There was no dispute between the parties that:

  • Mr Wilkin suffered from Asthma;
  • Mr Wilkin ceased work on or about 5 April 2013 due to his Asthma;
  • Mr Wilkin was continually absent from his employment for a period of 3 consecutive months; and, as such
  • the relevant date of assessment was 5 July 2013.

TAL declined Mr Wilkin’s claim on the basis inter alia he did not meet the definition of TPD in the policy, and specifically, Mr Wilkin could return to work in a driving role which was within his education, training or experience (ETE).


Dorney DCJ found that TAL’s decision was unreasonable on the basis TAL did not have proper regard to the evidence of Mr Wilkin’s General Practitioner.

In respect of whether Mr Wilkin satisfied the definition of TPD, Dorney DCJ found as follows:

  • Mr Wilkin had a “fuzzy” recollection of facts (although no adverse findings were made against him);
  • TAL’s medical expert was preferred over Mr Wilkin’s medical expert;
  • Mr Wilkin’s Occupational Therapist’s expert report was unhelpful as she assessed him whilst his condition was “unstable”; and
  • Mr Wilkin had the capacity to work in many (identified) full-time, part-time and/or permanent casual roles including as a medical courier, parcel courier, taxi driver, urban bus driver or a pizza delivery driver which were within his ETE.

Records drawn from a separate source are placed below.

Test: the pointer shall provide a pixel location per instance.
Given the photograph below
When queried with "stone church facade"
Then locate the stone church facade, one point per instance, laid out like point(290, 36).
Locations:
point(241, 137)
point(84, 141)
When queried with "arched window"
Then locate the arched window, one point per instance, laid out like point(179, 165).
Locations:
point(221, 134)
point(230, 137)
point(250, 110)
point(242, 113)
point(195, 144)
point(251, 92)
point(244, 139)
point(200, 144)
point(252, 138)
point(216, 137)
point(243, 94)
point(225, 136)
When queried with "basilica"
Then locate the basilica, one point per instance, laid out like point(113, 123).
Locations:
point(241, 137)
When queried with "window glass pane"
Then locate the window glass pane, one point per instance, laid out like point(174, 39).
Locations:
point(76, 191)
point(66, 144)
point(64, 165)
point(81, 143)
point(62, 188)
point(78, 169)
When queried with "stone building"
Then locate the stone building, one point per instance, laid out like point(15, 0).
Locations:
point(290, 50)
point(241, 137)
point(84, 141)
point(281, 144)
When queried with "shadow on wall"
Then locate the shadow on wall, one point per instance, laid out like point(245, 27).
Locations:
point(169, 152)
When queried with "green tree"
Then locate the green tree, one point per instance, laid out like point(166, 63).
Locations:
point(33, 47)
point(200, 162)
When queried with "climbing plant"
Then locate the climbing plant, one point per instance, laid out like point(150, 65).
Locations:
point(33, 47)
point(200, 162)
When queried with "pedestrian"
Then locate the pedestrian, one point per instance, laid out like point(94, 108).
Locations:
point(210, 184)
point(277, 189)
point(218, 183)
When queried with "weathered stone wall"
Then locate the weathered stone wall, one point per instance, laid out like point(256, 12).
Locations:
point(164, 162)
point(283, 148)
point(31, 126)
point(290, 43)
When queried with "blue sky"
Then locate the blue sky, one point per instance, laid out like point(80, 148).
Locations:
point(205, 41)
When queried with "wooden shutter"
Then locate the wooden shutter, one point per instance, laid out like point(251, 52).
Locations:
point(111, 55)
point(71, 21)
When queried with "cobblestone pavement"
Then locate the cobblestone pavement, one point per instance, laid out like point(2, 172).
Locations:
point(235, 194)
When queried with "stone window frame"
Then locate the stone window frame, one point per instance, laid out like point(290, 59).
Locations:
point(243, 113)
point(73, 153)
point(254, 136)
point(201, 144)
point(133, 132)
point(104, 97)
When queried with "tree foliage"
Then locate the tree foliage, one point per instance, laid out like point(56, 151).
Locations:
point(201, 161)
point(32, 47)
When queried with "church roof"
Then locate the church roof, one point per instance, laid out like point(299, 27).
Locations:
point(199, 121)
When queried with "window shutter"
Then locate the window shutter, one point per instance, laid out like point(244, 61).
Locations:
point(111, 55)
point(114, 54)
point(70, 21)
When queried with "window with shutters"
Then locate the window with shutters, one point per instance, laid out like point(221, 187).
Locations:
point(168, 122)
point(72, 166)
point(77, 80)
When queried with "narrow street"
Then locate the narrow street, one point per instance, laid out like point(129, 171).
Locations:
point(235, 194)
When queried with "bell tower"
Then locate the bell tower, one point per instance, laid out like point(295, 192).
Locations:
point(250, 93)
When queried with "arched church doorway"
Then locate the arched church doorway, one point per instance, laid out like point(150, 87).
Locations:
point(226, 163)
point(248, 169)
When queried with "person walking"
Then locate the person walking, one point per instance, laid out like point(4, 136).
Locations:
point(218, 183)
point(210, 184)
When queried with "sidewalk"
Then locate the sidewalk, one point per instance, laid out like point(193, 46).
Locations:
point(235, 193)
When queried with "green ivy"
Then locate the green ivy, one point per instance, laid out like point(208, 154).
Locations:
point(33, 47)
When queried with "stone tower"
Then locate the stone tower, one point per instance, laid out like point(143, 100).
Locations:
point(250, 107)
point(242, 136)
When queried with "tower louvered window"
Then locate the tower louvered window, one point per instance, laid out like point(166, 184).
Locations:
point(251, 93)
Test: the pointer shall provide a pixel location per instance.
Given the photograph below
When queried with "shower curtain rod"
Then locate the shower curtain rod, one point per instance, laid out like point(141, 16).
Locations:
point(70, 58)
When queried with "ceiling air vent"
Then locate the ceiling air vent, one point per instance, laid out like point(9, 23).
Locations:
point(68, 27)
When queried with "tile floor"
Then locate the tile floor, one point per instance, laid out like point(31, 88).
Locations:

Despite the above findings, Dorney DCJ found that there was too much uncertainty regarding Mr Wilkin’s unstable medical condition and the effect that had on his capacity to return to work. As such, His Honour held that the matter should be referred back to TAL to consider whether Mr Wilkin met the definition of TPD in the policy.

Referring to the decision of Robb J in Wheeler v FSS Trustee Corporation (as Trustee for the First State Superannuation Scheme) [2016][2] Dorney DCJ commented (emphasis added):

“…in some cases the assessment should be deferred to give at least a reasonable time in the circumstances for the level of incapacity suffered by the fund member to become as clear as possible before the assessment is made… the question will be whether the insurer’s duty of good faith and fairness to the fund member will require, in an appropriate case, that the insurer defer the assessment of the fund member’s complaint until there has been at least a reasonable opportunity for the condition of the fund member caused by the illness or injury to stabilise, at least to the greatest extent reasonably possible, to give a sound basis for the application of the TPD definition.” [3]

Dorney DCJ went onto say that “it may well be that such a justified deferral takes the consideration beyond what this Court can now decide and back to a future decision by TAL itself, as the appropriate decision maker” under the policy of insurance.

Comments and Lessons

Although Mr Wilkin was ultimately unsuccessful in establishing that he satisfied the definition of TPD in the policy (on the basis Dorney DCJ found he retained the capacity to return to an occupation within his ETE) this decision did not constitute a victory for TAL. Rather, His Honour held that because the condition was unstable, TAL’s decision to decline the claim was inappropriate and the assessment should have been deferred in order to give a reasonable time for Mr Wilkin’s condition to stabilise before an assessment was made.

This represents a somewhat frustrating outcome for insurers as Mr Wilkin was given a second bite at the cherry in that despite proceeding to trial on the basis he considered he was TPD and entitled to a benefit under the policy, he did not succeed and was given a further opportunity to demonstrate he satisfies the definition of TPD.

Dorney DCJ’s decision reminds insurers and trustees that:

  • it is reasonable and appropriate to defer assessment until the member’s condition is stable and stationary and/or until maximum medical improvement (MMI) had been achieved; and
  • if an expert assesses the member whilst their condition is unstable, or before MMI has been achieved, their opinion may be regarded as being of limited probative value.